“Therefore, as the elect of God, holy and beloved, put on tender mercies, kindness, humility, meekness, longsuffering”
The list of virtues here is the opposite of the list of vices just denounced in verses 8 and 9. Paul exposed the social sins of the unregenerate man in the previous verses, and now he challenges people to the social virtues of the regenerate man.
“Put on” parallels the preceding “put off.” Having removed the clothes (characteristics) of the unregenerate old man, God wants us to put on the clothes of the new regenerate man.
“Put on” means to put on a garment. “Put on” can also carry the idea of develop or function. We cannot put on our position of election in Christ, for it is already on the believer. God gave us eternal standing before Him at the point of salvation, which goes on forever. We cannot put on our election, but we can function based on our election or position. We live as those whom God elected; we carry ourselves before others as a child of God.
God orders us to put on eight garments listed in verses 12 and 13.
God expects us to approximate our daily condition to our heavenly state.
God wants us to wear His spiritual garments. It will not do to let these garments hang in the closet of the Word of God. They will not do us any good there. We must wear them in experience.

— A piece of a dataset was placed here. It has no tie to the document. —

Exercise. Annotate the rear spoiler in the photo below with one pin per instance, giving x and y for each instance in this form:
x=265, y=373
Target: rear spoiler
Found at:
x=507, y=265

God expects us to approximate our daily condition to our heavenly state. He wants us to put off the sins of the disposition, but he also wants us to put on the disposition of the new man. It is a robing procedure. We cannot put on the robes of the new man until we have put off the rags of the old man. We cannot put on the robes of praise over those rags. It is not befitting a Christian to come to God wearing the rags of criticism and bitterness. We need spiritual attire to walk in fellowship with Him.